- The Washington Times - Saturday, January 4, 2003

Democratic leaders say they will strenuously oppose the centerpiece of the Bush administration's economic-stimulus plan a cut in taxes paid on stock dividends and instead will offer plans they say will better help middle-income Americans.
President Bush is scheduled to announce his plan Tuesday, and House Democratic leaders will present their plan Monday. Incoming House Minority Leader Nancy Pelosi, California Democrat, said the plan will include some way of putting money immediately into the pockets of Americans. She criticized the president's plan as failing to do that.
"I think what you see is the administration perhaps using the term 'stimulus' as a Trojan horse to wheel in some favorite tax breaks for the high-end that they're so fond of," she said.
Senate Democratic Leader Tom Daschle of South Dakota yesterday broke with tradition and released for publication today's Democratic radio response to the president's weekly radio address.
Mr. Daschle called the president's economic plan "the wrong idea at the wrong time to help the wrong people."
"I intend to do everything I can to replace this misguided plan with a proposal for immediate tax relief for middle-class families tax relief that will actually spur economic growth," he said.
By drawing those lines, Democrats and Republicans have set up the first big congressional battle for the next session, which opens next week.
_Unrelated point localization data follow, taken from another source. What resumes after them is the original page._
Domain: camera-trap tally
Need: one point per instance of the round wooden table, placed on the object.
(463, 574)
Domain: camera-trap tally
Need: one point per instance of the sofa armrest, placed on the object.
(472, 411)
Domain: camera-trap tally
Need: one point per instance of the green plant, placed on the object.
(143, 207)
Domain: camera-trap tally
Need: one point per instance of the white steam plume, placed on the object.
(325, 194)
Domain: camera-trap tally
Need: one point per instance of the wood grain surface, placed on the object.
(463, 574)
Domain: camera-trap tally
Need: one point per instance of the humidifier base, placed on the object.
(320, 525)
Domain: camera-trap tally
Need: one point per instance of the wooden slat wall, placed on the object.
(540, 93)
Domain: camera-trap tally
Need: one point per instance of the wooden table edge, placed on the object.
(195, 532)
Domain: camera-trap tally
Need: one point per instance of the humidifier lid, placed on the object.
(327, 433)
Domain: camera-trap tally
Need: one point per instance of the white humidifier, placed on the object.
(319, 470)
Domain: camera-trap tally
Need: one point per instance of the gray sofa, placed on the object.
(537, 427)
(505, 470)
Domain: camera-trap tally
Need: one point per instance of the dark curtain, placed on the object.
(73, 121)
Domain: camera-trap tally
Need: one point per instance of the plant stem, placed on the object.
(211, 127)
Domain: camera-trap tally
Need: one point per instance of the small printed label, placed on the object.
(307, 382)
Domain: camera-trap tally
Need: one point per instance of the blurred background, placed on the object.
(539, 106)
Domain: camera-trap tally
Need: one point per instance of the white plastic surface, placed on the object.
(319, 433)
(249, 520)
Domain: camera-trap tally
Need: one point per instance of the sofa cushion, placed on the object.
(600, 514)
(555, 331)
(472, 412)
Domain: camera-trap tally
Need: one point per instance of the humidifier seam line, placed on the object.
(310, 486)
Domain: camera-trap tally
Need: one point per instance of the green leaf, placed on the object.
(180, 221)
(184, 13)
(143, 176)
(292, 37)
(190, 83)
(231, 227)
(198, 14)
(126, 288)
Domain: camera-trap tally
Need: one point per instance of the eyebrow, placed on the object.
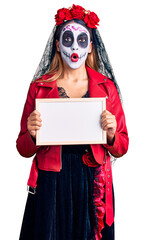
(69, 27)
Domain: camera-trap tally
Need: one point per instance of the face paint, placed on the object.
(74, 44)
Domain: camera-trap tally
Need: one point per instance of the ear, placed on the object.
(57, 45)
(90, 48)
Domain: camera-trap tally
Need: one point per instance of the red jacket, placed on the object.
(49, 157)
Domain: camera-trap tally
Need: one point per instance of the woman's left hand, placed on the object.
(109, 124)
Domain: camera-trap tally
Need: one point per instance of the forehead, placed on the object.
(75, 28)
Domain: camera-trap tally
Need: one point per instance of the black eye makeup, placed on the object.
(67, 39)
(82, 40)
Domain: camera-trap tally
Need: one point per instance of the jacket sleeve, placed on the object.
(121, 140)
(25, 143)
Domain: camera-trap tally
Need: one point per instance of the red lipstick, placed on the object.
(74, 57)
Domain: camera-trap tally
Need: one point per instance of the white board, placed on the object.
(70, 121)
But Republicans said Democrats are miscalculating by hoping to make political gains with the economic issue.
"Playing class warfare and practicing the politics of economic destruction is not going to give this economy a shot in the arm or put people back to work," said Jonathan Grella, a spokesman for incoming House Majority Leader Tom DeLay, Texas Republican.
Mr. Bush's plan, totaling $300 billion over 10 years, will reportedly accelerate the tax-rate cuts called for in the $1.3 trillion, 10-year tax cut bill passed in 2001. It will also allow investors to exclude from taxation a portion of income from dividends.
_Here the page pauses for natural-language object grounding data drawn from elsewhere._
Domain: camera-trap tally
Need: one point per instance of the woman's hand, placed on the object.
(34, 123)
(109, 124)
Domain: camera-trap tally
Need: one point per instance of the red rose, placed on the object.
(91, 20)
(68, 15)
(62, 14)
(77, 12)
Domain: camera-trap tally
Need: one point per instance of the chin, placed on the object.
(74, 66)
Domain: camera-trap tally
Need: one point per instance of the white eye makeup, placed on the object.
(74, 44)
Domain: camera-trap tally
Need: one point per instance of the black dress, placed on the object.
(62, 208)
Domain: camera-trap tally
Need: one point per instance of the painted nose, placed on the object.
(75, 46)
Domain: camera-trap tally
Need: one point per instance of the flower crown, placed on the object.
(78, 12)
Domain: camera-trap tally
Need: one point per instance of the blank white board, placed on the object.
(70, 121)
The administration's plan gives House and Senate Republicans a central rallying point. Capitol Hill aides said the plan has been developed in conjunction with congressional Republicans.
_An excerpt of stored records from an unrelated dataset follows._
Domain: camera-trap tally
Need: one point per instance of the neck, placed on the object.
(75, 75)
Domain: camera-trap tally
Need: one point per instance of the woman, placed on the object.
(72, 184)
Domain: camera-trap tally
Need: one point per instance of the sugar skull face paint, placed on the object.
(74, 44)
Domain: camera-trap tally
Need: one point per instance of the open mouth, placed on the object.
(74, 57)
Democratic leaders are united in opposing the president's dividends plan, but they are not on the same page in proposing an alternative.
Sen. Max Baucus of Montana, the ranking Democrat on the Senate Finance Committee, has introduced a $160 billion stimulus package and is reported to have told the White House that he was "open" to Mr. Bush's proposals to accelerate the 10-year tax cuts and to enact a plan to cut the tax on stock dividends.
Other Democrats, such as presidential candidate Sen. John Kerry of Massachusetts, have said they support a payroll-tax holiday. But Mrs. Pelosi said that will not be part of House Democrats' plan.
"That would take resources from the Social Security trust fund, so I would suggest something that would be the equivalent in dollars in the hands of the American people, especially America's working families, but would not come from the Social Security trust fund," Mrs. Pelosi said.
Mrs. Pelosi said she has made Senate Democratic leaders aware of her plan but did not say whether they supported her proposal.
Democrats are unified in one area: highlighting the poor job market as a symbol of the Bush administration's record on the economy.
Democrats on the House Appropriations Committee released a report showing that Mr. Bush is on track to have the worst record of job creation of any president in the past 50 years. Between January 2001 and November 2002 the nation lost 1.5 million jobs, according to the report, based on numbers from the Bureau of Labor Statistics.
Democrats have blamed Republicans for failing last year to work out an extension of unemployment benefits for the 800,000 whose coverage ran out Dec. 28 and the 100,000 who are expected to lose benefits each week.
Mr. Bush is expected to include benefits for them in his package, but Mrs. Pelosi yesterday called that "too little, too late."
"But we'll just see how little it is," she said.
Mr. Bush this week said his concern is policies, not politics.
"I understand the politics of economic stimulus. If some would like to turn this into class warfare that's not how I think. I think about the overall economy and how best to help those folks who are looking for work," he said.